Tuesday, March 23, 2010

Gobseck: Usurer or Capitalist?


Gobseck (first published in 1830) is a novella that glimpses into the life of a Parisian usurer. “Papa” Gobseck, whose origin is supposedly Dutch, with hints of Jewishness, is part of a gallery of desiccated old men in Balzac’s early fiction, along with Père Grandet and Père Goriot (all G’s!). Like Grandet, Gobseck is a brilliant calculating businessman, and like him a miser, though of different stripe, a man who combines probity and greed, cynical insight and avarice. And even a little generosity.

This is one of Balzac’s earliest peeks at the seamy side of Paris, the source of the money that floats the incessant consumption. While this book was published before the idea of a Comédie humaine, Balzac later tied it in to the one of the plot lines of Père Goriot itself. The most prominent debtor caught by the usurer is the Countess de Réstaud, Goriot’s daughter, who is supporting the extravagance of her lover, Maxime de Trailles hat dandy appears in the apartment of the moneylender, presenting a letter of credit from his mistress.
Le premier billet, valeur de mille francs présentée par un jeune homme, beau fils à gilets pailletés, à lorgnon, à tilbury, cheval anglais, etc., était signé par l’une des plus jolies femmes de Paris, mariée à quelque riche propriétaire, un comte.

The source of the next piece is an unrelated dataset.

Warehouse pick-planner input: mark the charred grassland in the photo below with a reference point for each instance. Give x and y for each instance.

(The first promissory note, valued at a thousand francs, presented by a young man, handsome youth with sequined vests, with a lorgnette, a tilbury, an English horse etc, was signed by one of the prettiest women in Paris, married to some rich landowner, a count.) We later see Goriot pay off one of the notes, from the outside in this eponymous novel, from the inside in Gobseck.

The man plot of the novella involves the financial craft with which the dying count of Réstaud, in cooperation with narrator, a lawyer, and Gobseck, manages to keep his fortune out of the hands of his wife and is lover. The financial trickery, as that in Eugénie Grandet, is suitably hard to follow. But it is significant that it is money and not love that drive the plot of the novella.

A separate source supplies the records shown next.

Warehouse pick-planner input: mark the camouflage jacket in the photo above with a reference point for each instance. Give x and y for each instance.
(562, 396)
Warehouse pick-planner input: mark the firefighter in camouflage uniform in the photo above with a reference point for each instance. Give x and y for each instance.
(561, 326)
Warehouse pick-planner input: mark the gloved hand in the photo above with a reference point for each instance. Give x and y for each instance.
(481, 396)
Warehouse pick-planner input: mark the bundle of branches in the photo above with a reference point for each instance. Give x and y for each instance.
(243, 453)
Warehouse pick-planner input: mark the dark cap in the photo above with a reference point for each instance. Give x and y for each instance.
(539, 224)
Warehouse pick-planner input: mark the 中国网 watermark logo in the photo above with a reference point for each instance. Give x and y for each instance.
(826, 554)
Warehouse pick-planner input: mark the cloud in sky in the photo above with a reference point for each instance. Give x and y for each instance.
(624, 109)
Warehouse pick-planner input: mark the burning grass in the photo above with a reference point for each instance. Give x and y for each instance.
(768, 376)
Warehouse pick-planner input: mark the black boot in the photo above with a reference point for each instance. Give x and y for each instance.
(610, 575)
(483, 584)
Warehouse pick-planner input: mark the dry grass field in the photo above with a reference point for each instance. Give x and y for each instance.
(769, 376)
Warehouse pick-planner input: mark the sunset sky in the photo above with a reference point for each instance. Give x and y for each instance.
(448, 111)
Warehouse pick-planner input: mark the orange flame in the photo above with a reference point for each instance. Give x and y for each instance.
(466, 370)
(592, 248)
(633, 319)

What Balzac is the great master of, the innovator in, is in his hard-nosed attitude to money and its importance as the engine of Paris society. And Gobseck, who understands all of this, can philosophize about it. The narrator outlines Gobseck's credo to the Count:

Le papa Gobseck', repris-je, 'est intimement convaincu d’un principe qui domine sa conduite. Selon lui, l’argent est une marchandise que l’on peut, en toute sûreté de conscience, vendre cher ou bon marché, suivant les cas. Un capitaliste est à ses yeux un homme qui entre, par le fort denier qu’il réclame de son argent, comme associé par anticipation dans les entreprises et les spéculations lucratives. A part ses principes financiers et ses observations philosophiques sur la nature humaine qui lui permettent de se conduire en apparence comme un usurier, je suis intimement persuadé que, sorti de ses affaires, il est l’homme le plus délicat et le plus probe qu’il y ait à Paris.

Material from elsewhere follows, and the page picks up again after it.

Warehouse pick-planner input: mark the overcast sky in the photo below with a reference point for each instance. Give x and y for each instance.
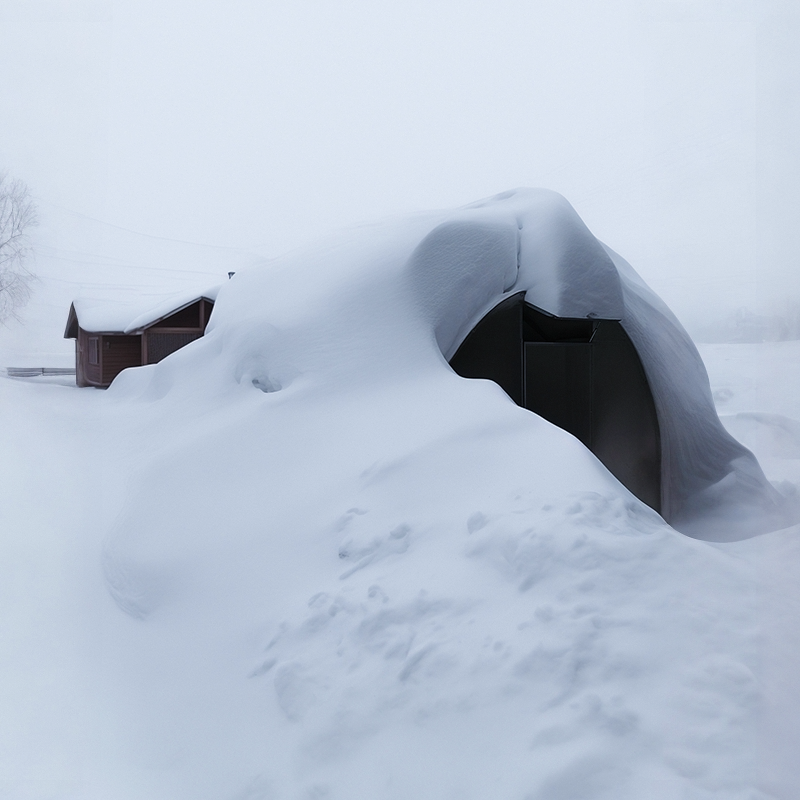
(671, 125)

“Papa Gobseck,” I began, “is intimately convinced of the truth of the principle which he takes for a rule of life. In his opinion, money is a commodity which you may sell cheap or dear, according to circumstances, with a clear conscience. A capitalist, by charging a high rate of interest, becomes in his eyes a secured partner by anticipation. Apart from the peculiar philosophical views of human nature and financial principles, which enable him to behave like a usurer, I am fully persuaded that, out of his business, he is the most loyal and upright soul in Paris.”
Gobseck is a combination of the old moneylender and the new investor, usurer and capitalist, in just the time when the lines were getting fuzzy. While his contemporaries were writing about Renaissance princes, amorous poets, and the loves of counts and marquises, Balzac started writing about one of the stark realities that dominated his life (and everyone's life), money.